No, the Life Q20 doesn't sound as good as premium Bluetooth headphones such as the Sony WH-1000XM5, but the audio quality sounds pretty good, which is all you can ask for noise-canceling headphones at this price. It's fairly well balanced with a reasonable amount of clarity and plump bass that's not bloated or muddy (there's a bass boost or BassUp mode if you want an extra helping of bass with your music). Also, the noise cancelation is acceptably effective at noise reduction and blocking out ambient sound and it's decent enough as a headset for making calls. Battery life is good at 40 hours. A simple carrying pouch is included.
Founded by four former Amazon employees, Wyze is known for its value security cams but it's now doing a nice job with value headphones. Its over-ear noise-canceling headphones offer a comfortable fit with deep memory foam ear pads and solid all-around performance. Their noise canceling is quite good, although you do get some added passive noise isolation from the tight seal the ear pads give you (your ears will get pretty steamy in warmer weather). These are Alexa-enabled, so all you have to do is press a button to access Amazon's voice assistant, or you can use your phone's native voice assistant if you prefer. There's also a transparency mode that lets ambient sound in.

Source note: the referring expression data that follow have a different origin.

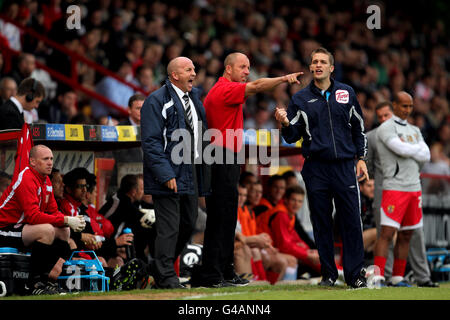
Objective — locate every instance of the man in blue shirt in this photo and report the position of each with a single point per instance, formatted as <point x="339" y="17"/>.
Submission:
<point x="328" y="117"/>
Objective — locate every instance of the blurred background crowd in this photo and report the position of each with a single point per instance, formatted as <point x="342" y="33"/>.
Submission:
<point x="136" y="39"/>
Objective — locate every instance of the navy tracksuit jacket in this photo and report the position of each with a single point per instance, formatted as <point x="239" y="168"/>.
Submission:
<point x="331" y="125"/>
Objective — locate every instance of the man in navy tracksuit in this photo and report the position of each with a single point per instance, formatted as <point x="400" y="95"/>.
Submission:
<point x="327" y="115"/>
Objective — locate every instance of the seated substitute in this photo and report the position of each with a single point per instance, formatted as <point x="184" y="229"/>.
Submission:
<point x="30" y="220"/>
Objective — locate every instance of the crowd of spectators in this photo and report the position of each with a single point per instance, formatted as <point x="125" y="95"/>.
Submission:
<point x="136" y="39"/>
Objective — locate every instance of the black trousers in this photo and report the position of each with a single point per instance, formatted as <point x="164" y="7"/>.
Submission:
<point x="221" y="206"/>
<point x="175" y="221"/>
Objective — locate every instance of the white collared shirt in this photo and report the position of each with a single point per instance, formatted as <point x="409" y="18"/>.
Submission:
<point x="180" y="94"/>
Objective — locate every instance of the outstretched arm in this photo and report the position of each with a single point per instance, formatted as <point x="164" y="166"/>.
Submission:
<point x="267" y="84"/>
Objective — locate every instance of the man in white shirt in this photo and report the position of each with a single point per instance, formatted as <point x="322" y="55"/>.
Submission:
<point x="402" y="153"/>
<point x="29" y="95"/>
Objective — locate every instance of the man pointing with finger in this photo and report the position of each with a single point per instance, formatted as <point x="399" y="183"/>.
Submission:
<point x="224" y="112"/>
<point x="327" y="115"/>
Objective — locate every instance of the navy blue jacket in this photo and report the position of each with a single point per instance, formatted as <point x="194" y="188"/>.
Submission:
<point x="162" y="113"/>
<point x="331" y="130"/>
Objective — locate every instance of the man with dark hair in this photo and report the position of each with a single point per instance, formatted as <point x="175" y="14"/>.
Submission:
<point x="30" y="219"/>
<point x="285" y="237"/>
<point x="327" y="115"/>
<point x="134" y="110"/>
<point x="30" y="94"/>
<point x="5" y="181"/>
<point x="402" y="153"/>
<point x="123" y="210"/>
<point x="224" y="111"/>
<point x="75" y="188"/>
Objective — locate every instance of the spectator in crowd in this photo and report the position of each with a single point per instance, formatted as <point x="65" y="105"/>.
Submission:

As for sound quality, these are on the warmer side -- they have lots of bass and a pretty open soundstage, though they lack that extra clarity and definition you get from higher-end models (the bass is a touch loose). In other words, the sound is quite good for the money but not ridiculously good.

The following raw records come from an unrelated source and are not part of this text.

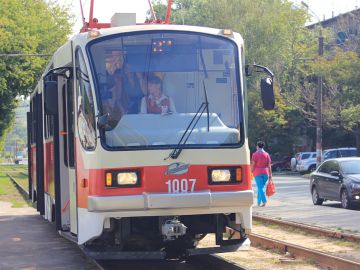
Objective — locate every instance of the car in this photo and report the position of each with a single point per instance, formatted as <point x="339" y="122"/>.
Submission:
<point x="282" y="165"/>
<point x="340" y="152"/>
<point x="306" y="162"/>
<point x="337" y="179"/>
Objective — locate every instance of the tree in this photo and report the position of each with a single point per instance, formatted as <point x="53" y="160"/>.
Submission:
<point x="26" y="27"/>
<point x="275" y="36"/>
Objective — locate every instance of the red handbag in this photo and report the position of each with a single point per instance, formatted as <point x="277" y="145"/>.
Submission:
<point x="270" y="188"/>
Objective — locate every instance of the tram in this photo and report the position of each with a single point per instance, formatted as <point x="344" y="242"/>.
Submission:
<point x="145" y="181"/>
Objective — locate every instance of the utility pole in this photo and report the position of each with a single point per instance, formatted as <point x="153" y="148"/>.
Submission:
<point x="319" y="105"/>
<point x="319" y="93"/>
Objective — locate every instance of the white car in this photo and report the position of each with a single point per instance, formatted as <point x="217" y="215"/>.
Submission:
<point x="306" y="162"/>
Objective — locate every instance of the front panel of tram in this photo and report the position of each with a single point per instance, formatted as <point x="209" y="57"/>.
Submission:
<point x="164" y="99"/>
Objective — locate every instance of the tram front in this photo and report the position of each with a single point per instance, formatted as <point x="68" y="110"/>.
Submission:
<point x="166" y="144"/>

Battery life is rated at up to 20 hours at moderate volume levels and I thought the headset performance was decent as well. A cloth carrying pouch is included along with a USB-C charging cable and a cord for using these as wired headphones.
JLab makes the cheaper Studio Pro headphones, which don't have active noise canceling, and this model, which does. They look very similar.
The lightweight headphones have a bit of a retro vibe, and they're comfortable to wear with decent noise canceling and voice-calling performance. There are two levels of noise canceling to choose from along with a transparency mode and the headphones have multipoint Bluetooth pairing so you can pair them simultaneously with a smartphone and computer.
Like I said about the Studio Pro, don't expect these to deliver the clarity and definition of higher-end headphones, but the bass has some punch to it and there's an acceptable amount of detail. You can choose between three sound modes -- JBL signature sound, balance and bass boost. There's no companion app (so no firmware upgrades).
There aren't too many on-ear noise-canceling headphones. Beats' Solo Pro was one of the best, but it's been discontinued. Meanwhile, these cheap noise-canceling headphones, the JLab Studio ANC, cost a lot less and deliver solid all-around performance for a budget model with decent sound quality, noise canceling and battery life (28 hours with ANC on). While they may not be stellar for making calls, they do work well as a headset -- callers said they could hear me clearly, even with some outside noise around me. A carrying pouch is included.
The Studio ANC headphones are reasonably comfortable for an on-ear model (I prefer over-ear), but those with bigger heads may feel it clamps a little too tightly.